Я снова хватаю весло и начинаю грести к утопленнику. Я приближаюсь и вижу, что это женщина. Ее волосы длинные. Слитный купальник обнажает загорелую спину, длинные ноги, подтянутые руки. Она плывет, как коряга, мягко покачиваясь в кильватерной струе лодки.
Еще один образ Лена всплывает в моей памяти, когда я хватаюсь за якорь, привязанный к одному из бортов лодки. Якорь не тяжелый – всего двадцать фунтов, – но достаточно увесистый, чтобы лодку не дрейфовало. Я бросаю его в воду, веревка, прикрепленная к нему, шипит о борт лодки, когда опускается на дно озера.
Затем я хватаю спасательный жилет, спрятанный под одним из сидений, спотыкаюсь о борт лодки и падаю, держась за якорь. Я неловко вхожу в озеро. Это не похоже на грациозное пикирование. Скорее на боковой удар. Но холод воды отрезвляет меня, как пощечина. Чувства обострились, а тело жалит. Я засовываю спасательный жилет под левую руку и правой гребу к женщине.
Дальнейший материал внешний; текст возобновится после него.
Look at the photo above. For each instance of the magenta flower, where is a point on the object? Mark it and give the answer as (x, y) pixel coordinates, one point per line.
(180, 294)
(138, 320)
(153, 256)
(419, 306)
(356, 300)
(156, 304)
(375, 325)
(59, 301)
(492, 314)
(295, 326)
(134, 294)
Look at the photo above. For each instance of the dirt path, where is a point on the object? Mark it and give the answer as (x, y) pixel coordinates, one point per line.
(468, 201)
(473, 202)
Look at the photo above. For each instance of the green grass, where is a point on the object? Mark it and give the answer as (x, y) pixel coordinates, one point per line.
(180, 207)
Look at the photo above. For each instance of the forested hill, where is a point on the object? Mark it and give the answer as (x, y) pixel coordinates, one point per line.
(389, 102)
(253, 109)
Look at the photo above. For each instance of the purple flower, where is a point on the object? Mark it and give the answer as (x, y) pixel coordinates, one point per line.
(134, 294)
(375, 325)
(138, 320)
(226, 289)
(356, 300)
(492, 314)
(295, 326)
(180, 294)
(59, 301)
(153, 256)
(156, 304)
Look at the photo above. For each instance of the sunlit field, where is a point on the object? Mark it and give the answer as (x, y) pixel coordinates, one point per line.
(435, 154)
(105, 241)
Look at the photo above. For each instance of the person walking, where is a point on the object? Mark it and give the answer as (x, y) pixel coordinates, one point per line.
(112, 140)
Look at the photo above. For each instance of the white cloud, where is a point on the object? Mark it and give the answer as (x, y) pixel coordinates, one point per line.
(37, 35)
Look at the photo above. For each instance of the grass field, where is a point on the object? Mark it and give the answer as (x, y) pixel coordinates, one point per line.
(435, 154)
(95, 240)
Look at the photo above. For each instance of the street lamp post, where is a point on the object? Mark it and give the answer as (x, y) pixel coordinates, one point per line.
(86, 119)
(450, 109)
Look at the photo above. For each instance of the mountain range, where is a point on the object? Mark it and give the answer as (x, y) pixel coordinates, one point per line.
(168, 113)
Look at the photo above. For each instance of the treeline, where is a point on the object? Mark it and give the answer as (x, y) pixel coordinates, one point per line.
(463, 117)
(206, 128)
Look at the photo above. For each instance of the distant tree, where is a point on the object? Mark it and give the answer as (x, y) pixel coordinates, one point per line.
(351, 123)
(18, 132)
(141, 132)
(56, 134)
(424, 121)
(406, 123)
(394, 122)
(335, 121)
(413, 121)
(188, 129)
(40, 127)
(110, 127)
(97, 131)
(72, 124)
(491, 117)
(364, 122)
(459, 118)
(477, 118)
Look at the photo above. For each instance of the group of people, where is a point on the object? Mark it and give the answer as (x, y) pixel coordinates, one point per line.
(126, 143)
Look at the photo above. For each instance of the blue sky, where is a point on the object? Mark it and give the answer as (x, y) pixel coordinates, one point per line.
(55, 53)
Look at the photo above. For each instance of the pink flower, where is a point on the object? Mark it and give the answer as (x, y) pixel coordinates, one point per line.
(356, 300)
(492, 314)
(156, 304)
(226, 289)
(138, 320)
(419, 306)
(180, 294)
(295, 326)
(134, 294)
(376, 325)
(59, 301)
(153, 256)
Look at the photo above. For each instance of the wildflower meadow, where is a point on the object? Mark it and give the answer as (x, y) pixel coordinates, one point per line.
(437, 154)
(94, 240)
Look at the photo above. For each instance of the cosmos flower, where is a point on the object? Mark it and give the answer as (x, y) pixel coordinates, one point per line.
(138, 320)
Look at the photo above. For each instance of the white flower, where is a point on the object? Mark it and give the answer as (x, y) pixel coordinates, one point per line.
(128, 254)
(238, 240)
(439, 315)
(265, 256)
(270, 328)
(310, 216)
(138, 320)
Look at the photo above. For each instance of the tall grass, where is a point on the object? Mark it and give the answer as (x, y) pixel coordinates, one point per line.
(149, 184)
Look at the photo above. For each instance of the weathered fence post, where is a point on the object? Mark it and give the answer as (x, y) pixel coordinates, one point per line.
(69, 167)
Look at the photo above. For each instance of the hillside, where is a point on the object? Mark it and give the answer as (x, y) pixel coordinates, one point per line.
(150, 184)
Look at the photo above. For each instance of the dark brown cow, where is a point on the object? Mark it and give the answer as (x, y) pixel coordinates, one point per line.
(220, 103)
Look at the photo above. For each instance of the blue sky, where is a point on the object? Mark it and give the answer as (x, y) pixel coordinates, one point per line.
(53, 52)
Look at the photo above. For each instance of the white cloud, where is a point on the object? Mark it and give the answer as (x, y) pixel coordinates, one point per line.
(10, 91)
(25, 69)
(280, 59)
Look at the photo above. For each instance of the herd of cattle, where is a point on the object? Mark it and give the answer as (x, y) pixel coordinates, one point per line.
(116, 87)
Я хороший пловец, даже в полупьяном состоянии. Я выросла на озере Грин и провела много летних дней больше в воде, чем на суше. И хотя прошло уже четырнадцать месяцев с тех пор, как я последний раз погружалась в озеро, вода мне так же знакома, как моя собственная постель. Бодрящая своей прохладой даже в самые жаркие дни и кристально чистая всего на мгновение, прежде чем наступает темнота.
Я плескаю воду в плывущую женщину, в ожидании каких-либо признаков жизни.
Нет ответа.
Ни движения рук, ни ног, ни медленного поворота головы.